David E. Matyas, Member of the Firm in the Health Care & Life Sciences practice, in the firm’s Washington, DC, office, was quoted in Law360, in “Health Care Policy Moves to Watch in 2019,” by Jeff Overley. (Read the full version – subscription required.)
Following is an excerpt:
Health care providers and insurers in 2019 will confront an eye-popping array of regulatory endeavors, including a new “blacklist” that shames accused fraudsters, an expansion of kickback liability, and potentially dramatic changes to Medicare reimbursement. Here, Law360 explains health policy developments that lawyers need to track in the year ahead. …
Leeway Looms for AKS, Stark Law
In 2019, health care providers may finally make progress on their long-standing requests for more leeway under the AKS, which restricts financial incentives intended to generate patient referrals, and the Stark Law, which restricts doctors from “self-referring” patients to entities in which they have financial interests.

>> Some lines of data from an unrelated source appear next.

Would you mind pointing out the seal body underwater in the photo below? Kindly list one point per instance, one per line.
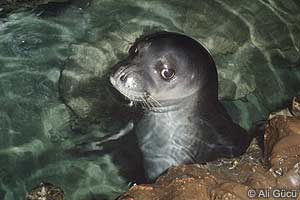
(175, 79)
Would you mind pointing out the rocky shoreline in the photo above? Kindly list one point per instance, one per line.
(273, 173)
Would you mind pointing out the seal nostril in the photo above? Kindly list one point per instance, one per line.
(123, 77)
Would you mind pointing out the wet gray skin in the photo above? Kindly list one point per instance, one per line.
(175, 79)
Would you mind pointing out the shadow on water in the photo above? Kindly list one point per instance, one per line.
(97, 108)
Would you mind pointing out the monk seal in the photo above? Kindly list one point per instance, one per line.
(175, 79)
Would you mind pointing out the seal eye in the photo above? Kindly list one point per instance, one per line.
(167, 74)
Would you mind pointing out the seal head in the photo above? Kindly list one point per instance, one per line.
(175, 78)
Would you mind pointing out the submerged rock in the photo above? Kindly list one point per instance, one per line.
(46, 191)
(239, 178)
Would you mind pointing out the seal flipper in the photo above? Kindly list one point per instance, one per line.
(223, 137)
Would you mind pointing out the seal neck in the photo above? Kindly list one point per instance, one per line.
(175, 105)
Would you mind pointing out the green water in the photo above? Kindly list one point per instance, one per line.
(54, 92)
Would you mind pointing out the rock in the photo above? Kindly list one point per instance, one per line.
(46, 191)
(234, 178)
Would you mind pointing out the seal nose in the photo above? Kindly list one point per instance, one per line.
(123, 77)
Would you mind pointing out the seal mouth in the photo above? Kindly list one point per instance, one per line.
(129, 94)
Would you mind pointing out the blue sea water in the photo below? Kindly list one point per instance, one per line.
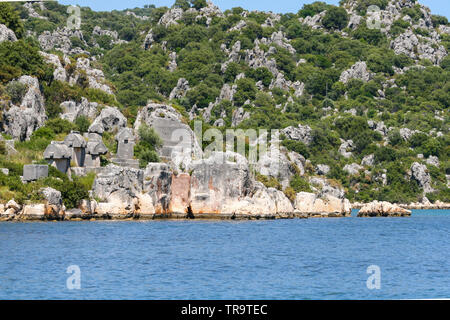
(282, 259)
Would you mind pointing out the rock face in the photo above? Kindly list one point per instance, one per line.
(352, 169)
(357, 71)
(239, 115)
(21, 121)
(327, 206)
(110, 118)
(382, 209)
(218, 187)
(60, 40)
(419, 47)
(6, 34)
(54, 206)
(73, 110)
(95, 77)
(300, 133)
(60, 72)
(171, 17)
(180, 90)
(180, 145)
(119, 186)
(419, 172)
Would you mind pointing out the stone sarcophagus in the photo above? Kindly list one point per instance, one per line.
(125, 149)
(58, 155)
(77, 143)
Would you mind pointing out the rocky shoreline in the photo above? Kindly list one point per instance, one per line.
(12, 212)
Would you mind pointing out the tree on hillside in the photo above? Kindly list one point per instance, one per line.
(10, 18)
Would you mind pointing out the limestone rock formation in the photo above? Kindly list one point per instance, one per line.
(110, 118)
(95, 77)
(382, 209)
(239, 115)
(21, 121)
(419, 172)
(300, 133)
(60, 40)
(180, 145)
(357, 71)
(6, 34)
(352, 169)
(171, 17)
(73, 110)
(60, 73)
(315, 206)
(419, 47)
(180, 90)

The HHS OIG in August sought ideas for kickback safe harbors to support coordinated care among different providers, and it received more than 350 responses. CMS in June asked how it could modify the Stark Law to advance coordinated care, and it received almost 400 responses. …
Attorneys caution, however, that observers shouldn’t set their hopes too high, predicting that any new wiggle room will likely be fairly narrow.
“Some authors have been discussing ... that the government is looking to ‘loosen’ the standards. That is not the case,” David Matyas, an Epstein Becker Green member, told Law360. “It is that the government is trying to determine how these laws need to be applied under these payment schemes.”